Even information itself has been changed by the Internet. Eric Schmidt, the CEO of Google, recently said that we now create as much information in just two days as was created in the entire history of mankind up to 2003. That's something like five exabytes of data that we create in just two days. (http://techcrunch.com/2010/08/04/schmidt-data/) He went on to say that he assumes that "the world is not ready for the technology revolution that is happening to them ..." I think he's probably right about that. I'm not sure the world could be ready. And I'm certain that the world is largely unaware of this technology revolution.
Most of us are unaware of how large the Internet is or how far-reaching it is. We see some of it's impact on our own personal lives ... how we shop, interact with our friends, save pictures, etc. But the fact is that our perception of the Internet is, for the most part, limited to what we can acquire from own personal interface with it. But it's safe to say that it's much bigger than that. In fact, today the Internet reaches around the globe.

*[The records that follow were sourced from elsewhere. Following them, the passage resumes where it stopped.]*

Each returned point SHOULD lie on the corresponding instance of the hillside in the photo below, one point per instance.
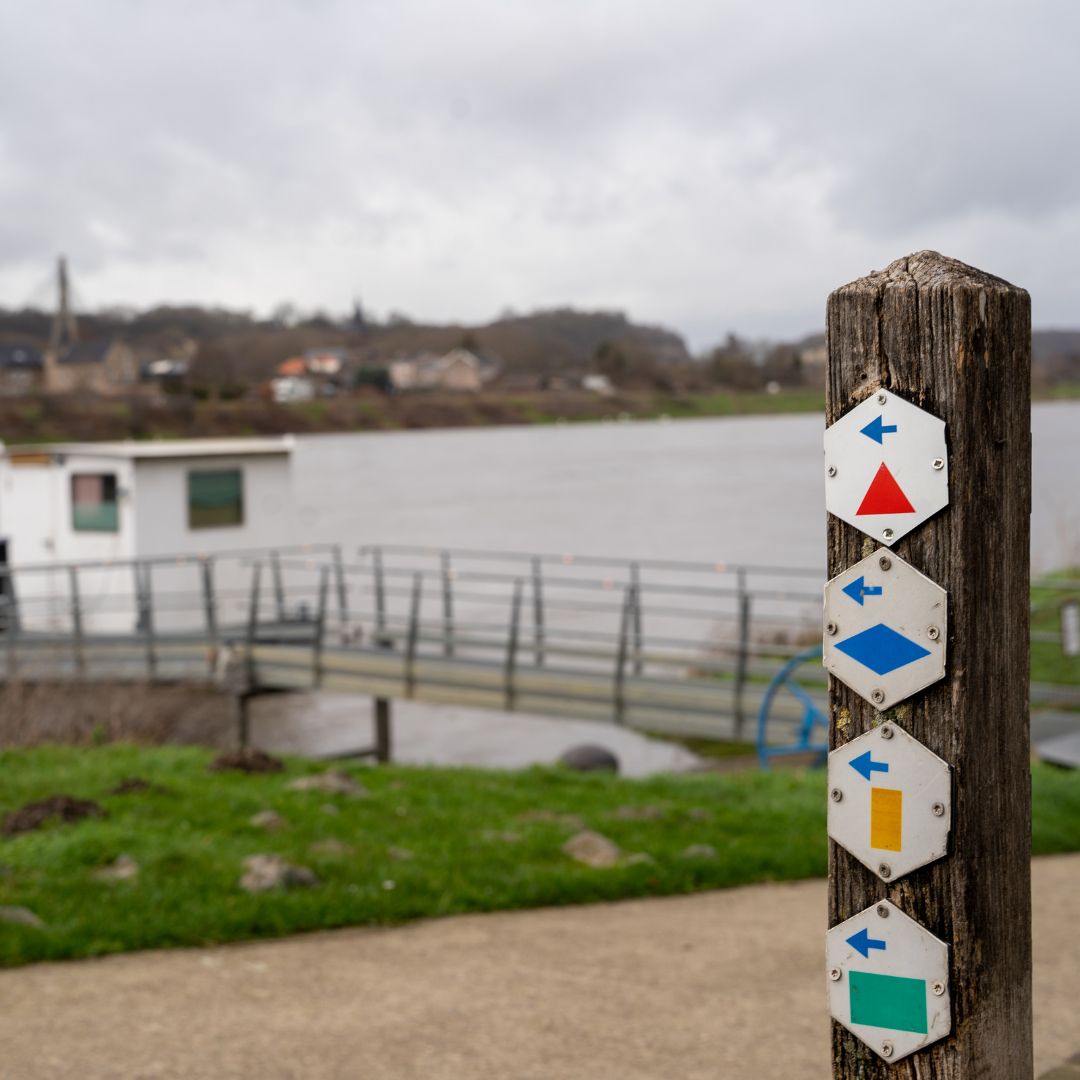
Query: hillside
(542, 342)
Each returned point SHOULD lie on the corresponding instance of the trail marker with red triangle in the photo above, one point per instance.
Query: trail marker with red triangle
(886, 467)
(885, 496)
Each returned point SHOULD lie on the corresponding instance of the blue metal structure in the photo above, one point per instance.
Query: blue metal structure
(813, 717)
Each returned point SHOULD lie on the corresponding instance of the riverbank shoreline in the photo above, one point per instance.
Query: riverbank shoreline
(81, 419)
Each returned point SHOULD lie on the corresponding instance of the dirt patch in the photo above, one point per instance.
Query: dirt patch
(136, 785)
(246, 760)
(86, 714)
(64, 808)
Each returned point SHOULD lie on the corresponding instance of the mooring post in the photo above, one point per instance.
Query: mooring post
(955, 342)
(447, 576)
(538, 616)
(80, 658)
(342, 593)
(742, 657)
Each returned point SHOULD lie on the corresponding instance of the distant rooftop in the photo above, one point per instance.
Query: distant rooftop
(162, 449)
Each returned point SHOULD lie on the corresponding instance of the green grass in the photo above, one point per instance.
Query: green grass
(744, 403)
(474, 846)
(1049, 663)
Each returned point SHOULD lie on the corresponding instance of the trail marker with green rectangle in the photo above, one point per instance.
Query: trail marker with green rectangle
(888, 981)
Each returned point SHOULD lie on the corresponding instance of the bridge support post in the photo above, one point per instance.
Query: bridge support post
(383, 744)
(956, 342)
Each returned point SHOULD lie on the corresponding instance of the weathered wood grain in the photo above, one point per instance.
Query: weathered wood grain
(957, 342)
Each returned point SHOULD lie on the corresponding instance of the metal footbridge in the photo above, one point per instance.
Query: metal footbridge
(686, 648)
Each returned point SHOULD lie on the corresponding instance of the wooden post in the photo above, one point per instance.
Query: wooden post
(955, 341)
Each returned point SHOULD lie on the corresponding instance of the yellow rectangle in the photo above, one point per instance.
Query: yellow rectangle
(886, 818)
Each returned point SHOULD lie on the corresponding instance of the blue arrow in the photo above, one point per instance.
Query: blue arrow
(865, 765)
(859, 589)
(863, 943)
(881, 649)
(877, 429)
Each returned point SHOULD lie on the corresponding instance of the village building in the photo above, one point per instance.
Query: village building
(458, 369)
(21, 366)
(106, 366)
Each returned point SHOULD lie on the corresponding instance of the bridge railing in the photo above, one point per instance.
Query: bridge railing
(634, 639)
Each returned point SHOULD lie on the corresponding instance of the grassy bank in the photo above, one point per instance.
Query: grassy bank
(422, 842)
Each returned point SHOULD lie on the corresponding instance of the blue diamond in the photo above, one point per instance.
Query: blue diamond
(882, 649)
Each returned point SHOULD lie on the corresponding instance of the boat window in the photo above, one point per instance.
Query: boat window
(215, 498)
(94, 507)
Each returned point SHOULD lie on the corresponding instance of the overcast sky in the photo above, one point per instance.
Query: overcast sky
(709, 165)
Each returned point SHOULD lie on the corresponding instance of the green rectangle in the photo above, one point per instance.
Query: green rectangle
(889, 1001)
(215, 498)
(104, 517)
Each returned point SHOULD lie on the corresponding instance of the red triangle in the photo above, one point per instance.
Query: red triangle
(885, 496)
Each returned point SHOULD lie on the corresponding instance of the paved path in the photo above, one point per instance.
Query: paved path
(719, 985)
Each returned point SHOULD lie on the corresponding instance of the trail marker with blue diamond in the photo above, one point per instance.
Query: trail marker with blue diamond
(885, 629)
(886, 467)
(888, 981)
(890, 801)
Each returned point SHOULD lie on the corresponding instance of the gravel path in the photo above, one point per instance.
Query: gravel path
(724, 984)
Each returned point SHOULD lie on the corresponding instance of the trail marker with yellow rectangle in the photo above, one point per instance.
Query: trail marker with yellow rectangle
(887, 815)
(890, 801)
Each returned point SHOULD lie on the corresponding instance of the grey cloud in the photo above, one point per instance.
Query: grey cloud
(716, 164)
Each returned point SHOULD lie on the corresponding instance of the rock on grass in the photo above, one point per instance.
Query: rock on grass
(698, 851)
(334, 781)
(269, 820)
(21, 916)
(246, 759)
(121, 869)
(592, 849)
(64, 808)
(264, 873)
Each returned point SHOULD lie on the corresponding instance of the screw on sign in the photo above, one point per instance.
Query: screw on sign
(885, 629)
(890, 801)
(887, 467)
(888, 981)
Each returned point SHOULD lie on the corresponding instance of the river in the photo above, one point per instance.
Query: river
(746, 489)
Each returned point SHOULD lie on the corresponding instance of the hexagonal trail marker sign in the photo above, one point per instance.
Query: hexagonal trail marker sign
(886, 467)
(888, 981)
(890, 801)
(885, 629)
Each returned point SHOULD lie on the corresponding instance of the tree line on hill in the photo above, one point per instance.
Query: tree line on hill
(231, 351)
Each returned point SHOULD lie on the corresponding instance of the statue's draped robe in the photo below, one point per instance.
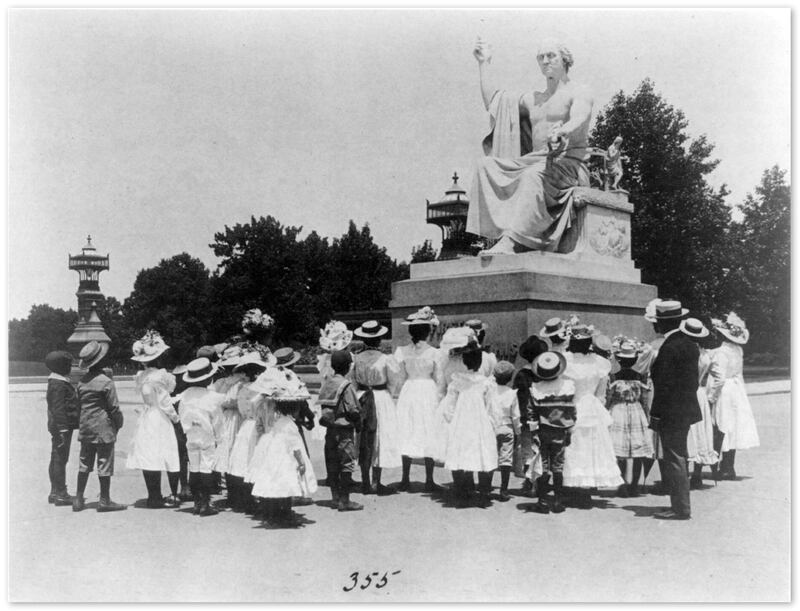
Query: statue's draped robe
(519, 193)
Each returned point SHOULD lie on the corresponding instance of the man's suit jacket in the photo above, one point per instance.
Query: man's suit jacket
(675, 381)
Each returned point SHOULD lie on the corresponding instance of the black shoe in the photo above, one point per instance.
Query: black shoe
(432, 487)
(105, 505)
(63, 499)
(672, 515)
(172, 501)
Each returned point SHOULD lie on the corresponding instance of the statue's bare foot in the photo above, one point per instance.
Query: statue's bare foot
(504, 246)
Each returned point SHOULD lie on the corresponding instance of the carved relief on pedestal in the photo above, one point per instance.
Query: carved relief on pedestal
(610, 236)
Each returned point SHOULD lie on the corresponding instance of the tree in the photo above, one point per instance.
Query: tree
(172, 298)
(46, 329)
(424, 252)
(680, 225)
(364, 272)
(759, 281)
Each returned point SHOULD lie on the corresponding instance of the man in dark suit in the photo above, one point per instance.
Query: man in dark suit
(675, 408)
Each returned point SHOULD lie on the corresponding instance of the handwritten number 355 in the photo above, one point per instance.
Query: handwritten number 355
(368, 581)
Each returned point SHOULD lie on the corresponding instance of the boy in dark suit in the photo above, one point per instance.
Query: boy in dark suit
(675, 407)
(63, 409)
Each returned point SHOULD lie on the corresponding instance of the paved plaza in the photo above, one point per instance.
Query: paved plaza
(736, 547)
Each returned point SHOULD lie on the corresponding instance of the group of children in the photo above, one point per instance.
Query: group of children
(571, 415)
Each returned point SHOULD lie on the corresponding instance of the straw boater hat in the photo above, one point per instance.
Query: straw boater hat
(92, 353)
(667, 310)
(370, 329)
(286, 357)
(627, 350)
(650, 310)
(149, 347)
(549, 365)
(553, 326)
(423, 316)
(199, 370)
(335, 336)
(694, 328)
(733, 329)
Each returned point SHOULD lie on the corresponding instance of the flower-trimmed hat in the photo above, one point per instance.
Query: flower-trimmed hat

There is no country on earth that doesn't have the Internet. And most of what's on the Internet is available to everyone, everywhere. Most of the time, we assume that's a welcome thing. After all, who would oppose the Internet? But indeed countries like China have been fighting with companies like Google for years. They're fighting about content and access. And those fights are beginning to occur elsewhere as well.
In the U.S., we take up fights about Internet content and access. I'm doing work for a major bank right now, and am required to use the bank's computer network all day long. Hardly a day goes by that I don't try to go to a site which the bank has blocked. It's not just blocking pornography you see. It's also blocking any site that the bank thinks might tempt me to waste my time. It's blocking sites like Gmail.com or Yahoo! mail. It blocks the messages center on LinkedIn, and all of Facebook.
I suppose that most of us don't think too much about these forms of censorship. We assume that what China's doing to it's people - like blocking Facebook - doesn't impact us. And of course we have ways to get around censorship at our places of employment. We can simply go home and use our personal computer to access what we want. But something happened recently that I suspect could eventually change all that.
There is something called the International Telecommunications Union (ITU). It's a group of the world's leading countries that operates under the realm of the United Nations (U.N.). It's members are the same 193 countries that comprise the U.N. Anyway, the ITU's purpose is to manage the world's telecommunications network. Most of this is done through an annual conference, which happened to be in Dubai this year.
The vote was called late one night at the conference in Dubai. It was first described as a non-binding "feel of the room on who will accept" - on a draft giving countries new power over the Internet. But the result was that 89 countries voted in favor of the draft, and just 55 (including the U.S. and it's allies) were against it. The authoritarian majority of Arab countries, China, Iran, Russia, and much of Africa all voted for it. This so-called "draft" suddenly became a legitimate final treaty. It takes effect in 2015 for these countries.
The treaty document extends control over Internet companies, not just the telecoms. It declares: "All governments should have an equal role and responsibility for international Internet governance." This is a complete reversal of a privately (non-government) managed Internet. Authoritarian governments will invoke this new U.N. authority to take control over access to the Internet. They now have the U.N.'s blessing to censor, monitor traffic and even prosecute those they deem to be "troublemakers."
And lest we think this doesn't impact us because we live in the U.S. --- consider how the Internet operates. Today's smoothly functioning Internet is actually a system that includes 40,000 private managed networks among 425,000 global routes that ignore national boundaries. We can expect this new treaty to split those networks by a digital "iron curtain." One result is most likely to be that the Internet will become less resilient. And of course, web sites will no longer be global in nature.
Make no mistake about it; the world is changing. And it's changing faster than we think. It might be good to think about how it's changing. It might be good to consider whether or not we're ready for these changes. But I seriously wonder if any of us can really begin to comprehend how the world is changing ... much less actually be ready for such change.